At the 2007 IGDA Leadership Forum, Epic Games president Mike Capps' talk, "Building the Perfect Team," discussed how to successfully run and team-build at a relatively small company -- based on his experience at Epic, which despite being 16 years established, only has about 90 employees. Capps also has experience building teams from the ground up working on America's Army
and at Scion Studios.
Why does he choose leadership roles? Says Capps, "I lead because I hate inefficiency... or, what I perceive as inefficiency."
He continued, "People use these lofty terms like 'Team Dynamics' and 'Culture'. What this really means is that we want people to work harder than usual, and work hard on the same thing. We want this unity of purpose -- this willingness to sacrifice for this purpose. This doesn't mean sacrificing your family, friends, and life, which is a problem in this industry. What I mean is sacrificing fun stuff for the sake of making the game."
Sacrificing The Inefficient
He cited a list of what he calls "enjoyable inefficiencies" -- petty squabbling, intolerance for failure, territorial behavior, random web browsing, random "research projects," tasks that look deceptively like progress but don't help to ship games -- and playing Unreal Tournament
during lunch. "These are fun things that don't help you ship a game," says Capps.
Capps gave the example of "Project Lowlife", which was designed to get the Unreal Engine to run on the lowest hardware possible. He also spoke about recruiting for America's Army
without being able to say what the project was. Lastly he talked about starting Scion with the unifying goal off beating Epic at its own game. The common thread in these stories? Capps says they were successful because the teams shared a unified goal and had confidence in their leadership.
"In both cases, we just gave the projects names and nearly impossible goals," he said. "If it's impossible everyone will give up. Your team has to be confident in you and your decisions."
What To Look For
Capps said bad spelling is an "automatic pass" when someone applies for a job at Epic. "If a programmer spells badly then they probably don't check their code," he explained. "If an artist has bad spelling, then they're not used to having their work judged by others."
Demonstrating passion is also something Epic looks for in a candidate. The company starts with a general evaluation: candidates are asked to juggle skills, their ability to take direction is observed, and candidates that say "I don't take tests" are automatically rejected, Capps said.
Capps then discussed the next step: on-site interviews. For artists, it's about team fit and "seeing if they're crazy," because by this point, management knows the candidate's skills. For coders it's a technical interview -- and also about team fit. In general, Capps says, they weed out four things for coders and artists: Those who won't work hard, those who "will bail on us," are a jerk, or people who secretly want to be designers.

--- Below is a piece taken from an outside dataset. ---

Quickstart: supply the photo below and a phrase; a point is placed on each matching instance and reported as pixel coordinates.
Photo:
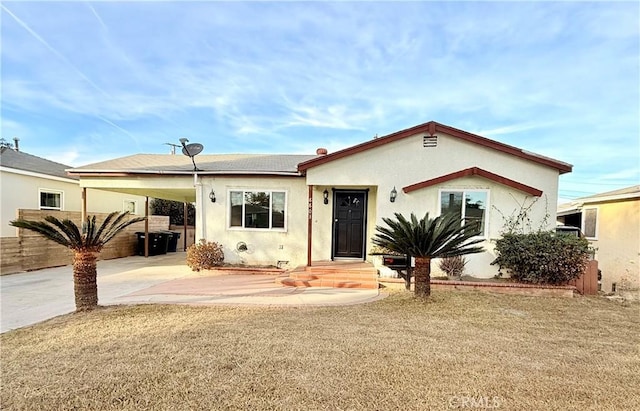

Capps also talked about interview psychology. "You want candidates that will feel lucky to be at the company. You don't want brilliant people that do not fit into the company culture."
Once the right team is assembled, Capps said, one must think about rewarding its members to encourage good performance. "Managing rewards is a big part of getting your team to work well, but they're really dangerous," he said. "Rewarding people for finding bugs is dangerous. You want to reward them for shipping games."
He gave an example of how it's potentially dangerous to praise workers that stay until 2AM, because it might encourage them to stay later again.
Review performance was the next topic. Epic reviews twice yearly -- project leads give input, as do random peers familiar with the employee's work. The review points are quality and attention to detail, creativity and problem solving, communication and teamwork, and work ethic.
Epic also includes 360-degree feedback (wherein the employee reviews his or her boss) climate surveys, and random HR one-on-ones. Epic also uses "3 C's" meetings -- compliments, concerns, criticism -- to review the company and employee happiness. "Once you have a better environment, you'll have a team that will do more good things for you."
Giving notice on improving performance is a legally tricky process, according to Capps. Epic has the employee sign a written statement about their performance. "I use something called the 'Red Folder' technique. Any time you walk to someone's desk and open a red manila folder, they know its serious." The producer, discipline lead, and HR are involved. There is a short lifetime for this review, usually two weeks. If it goes poorly, they terminate.
Finally, Capps touched on the worst-case scenario. "Punishment and firing is critical to maintaining team trust," he noted. "If you have a bad hire, it's important to the team that you get them out, and get them out quickly. If you have a guy that just plays WoW
for a week, the rest of the team is going to wonder why they're working so hard. Nothing de-motivates like working next to someone that isn't working hard."